Figure 7.

Regulation of CYP7A1 gene expression by fibrates and oxysterols in HepG2 cells. (A) HepG2 cells were incubated for 24 h with 5 µM 25-HC, 100 µM WY 14,643, a combination of 25-HC and WY 14,643, or vehicle (0.1% dimethyl sulfoxide for WY 14,643 and 0.1% ethanol for 25-HC), as indicated, in medium containing 5% lipoprotein-deficient serum. The cyp7a enzyme activity was measured in prepared microsomes (left) and the cyp7a mRNA abundance was estimated by reverse transcription (RT)–PCR (right).
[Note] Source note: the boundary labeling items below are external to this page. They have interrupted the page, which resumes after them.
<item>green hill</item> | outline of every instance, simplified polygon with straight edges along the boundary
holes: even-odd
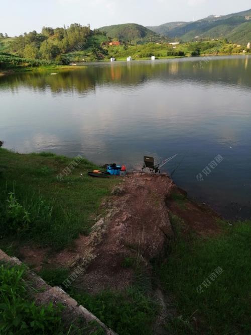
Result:
[[[168,22],[167,23],[164,23],[163,25],[160,25],[160,26],[154,26],[152,27],[147,26],[148,29],[152,30],[156,34],[159,34],[160,35],[164,35],[166,36],[168,36],[170,30],[172,30],[174,28],[175,28],[180,26],[183,25],[187,24],[188,22],[184,22],[183,21],[179,21],[177,22]]]
[[[245,44],[250,40],[250,24],[251,10],[249,10],[224,16],[211,15],[194,22],[167,23],[151,29],[170,38],[178,38],[184,41],[195,38],[226,38],[232,42]]]
[[[152,30],[135,23],[126,23],[102,27],[99,30],[106,33],[108,37],[123,42],[140,44],[158,42],[162,38]]]

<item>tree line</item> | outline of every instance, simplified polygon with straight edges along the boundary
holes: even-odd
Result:
[[[63,54],[83,50],[91,36],[95,33],[89,26],[73,23],[67,28],[43,27],[15,37],[10,43],[9,51],[27,58],[57,60]]]

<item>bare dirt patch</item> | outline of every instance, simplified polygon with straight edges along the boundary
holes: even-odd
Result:
[[[38,270],[50,265],[72,271],[80,266],[83,271],[74,285],[89,292],[122,289],[134,275],[132,267],[123,266],[125,260],[144,265],[151,273],[150,261],[165,250],[174,234],[171,213],[184,221],[184,233],[219,231],[219,216],[188,199],[167,175],[132,173],[121,181],[102,204],[104,214],[97,218],[88,236],[79,236],[74,246],[57,254],[23,247],[22,259]]]

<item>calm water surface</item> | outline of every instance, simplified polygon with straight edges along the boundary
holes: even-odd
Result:
[[[180,187],[223,215],[251,216],[248,56],[91,64],[56,75],[1,77],[0,117],[0,139],[20,152],[80,153],[130,169],[140,169],[144,155],[161,161],[178,153],[162,171],[173,173]],[[202,170],[218,155],[223,160],[206,176]]]

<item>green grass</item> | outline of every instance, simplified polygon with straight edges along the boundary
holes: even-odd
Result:
[[[57,249],[88,233],[101,200],[119,180],[91,178],[87,172],[98,167],[83,159],[58,180],[73,160],[0,148],[0,247],[16,241]]]
[[[29,300],[25,277],[24,266],[0,264],[0,333],[66,333],[61,319],[62,307],[53,307],[52,303],[37,306]]]
[[[119,335],[150,335],[157,307],[136,288],[90,294],[72,290],[71,296]]]
[[[225,225],[224,233],[207,238],[178,234],[156,269],[178,311],[166,324],[168,333],[250,333],[251,221]],[[200,293],[218,267],[223,272]]]

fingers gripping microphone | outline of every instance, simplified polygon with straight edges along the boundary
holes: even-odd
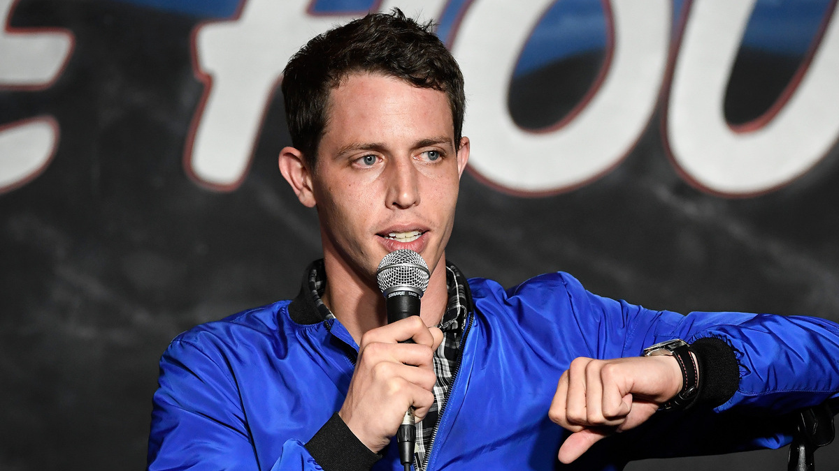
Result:
[[[376,280],[386,299],[388,323],[420,315],[420,298],[428,287],[430,277],[425,261],[414,251],[399,249],[382,259],[376,271]],[[413,407],[405,412],[396,432],[396,441],[399,446],[399,461],[406,470],[410,469],[416,443]]]

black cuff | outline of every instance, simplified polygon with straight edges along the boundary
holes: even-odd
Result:
[[[305,447],[325,471],[369,471],[382,458],[361,443],[338,412],[332,414]]]
[[[690,344],[690,350],[699,365],[699,391],[691,406],[716,407],[724,404],[740,386],[740,366],[734,349],[725,340],[706,337]]]

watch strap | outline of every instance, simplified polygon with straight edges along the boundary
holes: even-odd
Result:
[[[684,409],[696,398],[699,389],[699,371],[690,356],[690,346],[681,339],[662,342],[645,349],[644,356],[670,355],[679,364],[682,374],[682,388],[678,394],[660,406],[662,410]]]

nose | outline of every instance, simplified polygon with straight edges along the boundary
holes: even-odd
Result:
[[[409,157],[399,157],[390,161],[388,167],[388,207],[407,209],[420,204],[418,170]]]

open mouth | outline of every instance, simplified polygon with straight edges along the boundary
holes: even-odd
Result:
[[[390,239],[391,241],[396,241],[397,242],[413,242],[420,238],[420,236],[425,234],[422,230],[408,230],[405,232],[388,232],[388,234],[382,234],[382,237],[385,239]]]

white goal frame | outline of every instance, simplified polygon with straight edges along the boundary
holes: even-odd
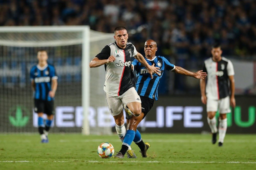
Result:
[[[82,134],[87,135],[90,134],[90,127],[88,119],[90,107],[90,70],[89,67],[90,62],[90,27],[88,25],[83,26],[18,26],[0,27],[0,32],[78,32],[82,33],[81,40],[69,40],[70,45],[82,44],[82,103],[83,109],[83,121],[82,126]],[[19,43],[15,41],[15,46],[40,47],[42,46],[60,46],[68,45],[65,42],[51,41],[46,43],[45,42],[38,42],[30,41],[25,43],[24,41]],[[5,46],[13,46],[13,41],[0,41],[0,44],[4,42]]]

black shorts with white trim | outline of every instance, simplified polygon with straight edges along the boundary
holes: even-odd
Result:
[[[141,98],[141,112],[144,114],[143,117],[144,119],[153,107],[155,100],[148,97],[145,97],[142,96],[140,96],[140,97]],[[127,117],[126,117],[126,118],[127,119]]]

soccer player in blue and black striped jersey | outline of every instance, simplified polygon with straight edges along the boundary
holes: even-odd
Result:
[[[126,116],[128,130],[126,131],[121,150],[115,157],[122,158],[122,156],[118,156],[124,154],[133,141],[140,148],[142,157],[147,157],[147,150],[150,145],[148,143],[144,143],[139,132],[137,129],[137,126],[151,109],[154,101],[158,99],[157,87],[165,70],[172,71],[196,79],[203,79],[207,75],[206,73],[203,72],[202,70],[196,73],[189,71],[180,67],[175,66],[163,57],[156,56],[156,51],[157,49],[156,43],[154,40],[149,40],[145,43],[145,59],[150,65],[154,66],[159,68],[161,71],[160,75],[153,74],[153,78],[151,79],[147,70],[136,60],[134,60],[132,63],[132,69],[136,70],[137,76],[136,90],[141,101],[142,113],[138,116],[134,116],[131,114],[129,108],[124,106],[126,115],[130,115],[129,117]]]
[[[48,134],[53,118],[54,101],[57,89],[58,77],[55,69],[47,63],[45,50],[37,53],[38,63],[32,67],[30,78],[35,101],[35,111],[38,114],[38,130],[41,142],[48,143]],[[47,115],[45,124],[43,115]]]

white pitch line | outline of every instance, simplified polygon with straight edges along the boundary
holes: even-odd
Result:
[[[0,161],[0,162],[21,162],[21,163],[35,163],[35,162],[60,162],[60,163],[72,163],[74,162],[74,161]],[[210,162],[202,162],[202,161],[123,161],[120,160],[119,161],[81,161],[80,162],[92,162],[92,163],[118,163],[118,162],[137,162],[137,163],[197,163],[197,164],[215,164],[215,163],[221,163],[221,164],[256,164],[255,162],[215,162],[212,161]]]

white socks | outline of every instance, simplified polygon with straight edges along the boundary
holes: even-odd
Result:
[[[216,126],[216,119],[215,118],[215,117],[214,117],[211,119],[207,116],[207,122],[208,123],[210,128],[211,128],[211,133],[217,133],[218,129]]]
[[[228,127],[227,119],[226,118],[223,120],[219,119],[219,121],[220,123],[219,126],[219,142],[223,143]]]
[[[47,138],[46,137],[46,135],[45,135],[45,134],[42,134],[40,135],[40,137],[41,138],[41,140],[42,140],[42,139],[46,140],[47,139]]]
[[[47,132],[45,129],[44,129],[44,133],[45,134],[46,136],[48,136],[48,134],[49,133],[49,132]]]
[[[116,132],[117,133],[117,134],[118,135],[119,138],[120,139],[120,140],[122,143],[123,143],[123,142],[124,141],[124,137],[125,136],[125,134],[126,133],[126,129],[124,126],[124,124],[121,126],[118,126],[115,124],[115,130],[116,130]],[[130,150],[132,148],[130,146],[129,147],[127,150]]]

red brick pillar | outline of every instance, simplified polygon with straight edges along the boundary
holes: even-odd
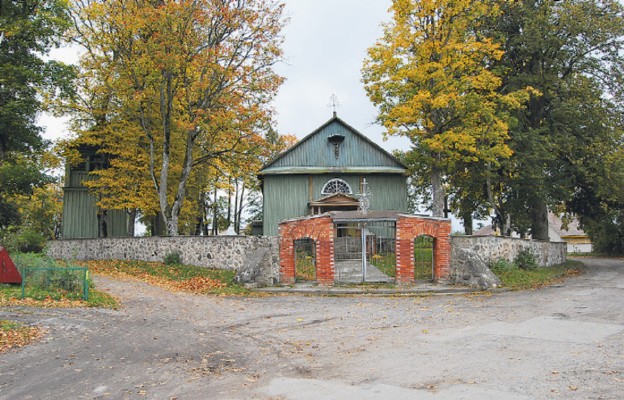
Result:
[[[323,237],[316,243],[316,282],[319,285],[334,284],[334,240],[332,237]]]
[[[448,233],[445,235],[444,231],[446,225],[442,225],[439,232],[439,236],[434,241],[433,254],[434,254],[434,266],[433,275],[435,280],[440,282],[448,281],[451,273],[451,240],[450,240],[450,223],[448,223]]]
[[[295,283],[295,241],[290,237],[280,237],[280,281]]]
[[[413,224],[408,218],[397,218],[396,222],[396,283],[414,282],[414,242],[411,237]]]

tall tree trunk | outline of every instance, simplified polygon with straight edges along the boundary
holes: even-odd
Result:
[[[531,237],[537,240],[548,240],[548,207],[537,197],[531,202]]]
[[[134,236],[134,223],[136,221],[136,208],[131,208],[126,210],[127,215],[127,225],[126,225],[126,235],[132,237]]]
[[[217,186],[215,185],[214,198],[212,201],[212,234],[219,234],[219,205],[217,204]]]
[[[431,168],[431,189],[433,199],[431,211],[434,217],[444,217],[444,187],[442,186],[442,171],[437,166]]]
[[[464,233],[466,235],[472,235],[472,212],[464,211],[461,215],[462,220],[464,221]]]
[[[239,196],[239,200],[238,200],[238,213],[237,213],[237,219],[236,219],[236,233],[240,235],[240,224],[241,224],[241,218],[243,215],[243,199],[245,198],[245,183],[243,182],[241,184],[241,194]]]

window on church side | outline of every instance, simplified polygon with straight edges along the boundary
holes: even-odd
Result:
[[[351,194],[351,186],[342,179],[334,178],[327,181],[325,186],[323,186],[323,190],[321,190],[321,194],[334,194],[334,193],[344,193]]]

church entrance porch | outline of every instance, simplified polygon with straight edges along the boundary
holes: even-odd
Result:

The glyceraldehyde-6-phosphate dehydrogenase mRNA abundance was used to normalize cyp7a mRNA abundance. Values are expressed relative to controls (no ligands added). (B) The wild-type human CYP7A1 promoter–reporter gene chimera (hCYP7A1.CAT, 1 µg) (left) or the mutant derivative carrying the multibase substitution at Site I (mut.hCYP7A1.CAT, 1 µg) (right) were introduced into cells along with PPARα (0.5 µg), LXRα (0.5 µg) or RXR (0.5 µg) expression plasmids, as indicated. The cells were treated with WY 14,643, where indicated, in medium containing 5% lipoprotein-deficient serum.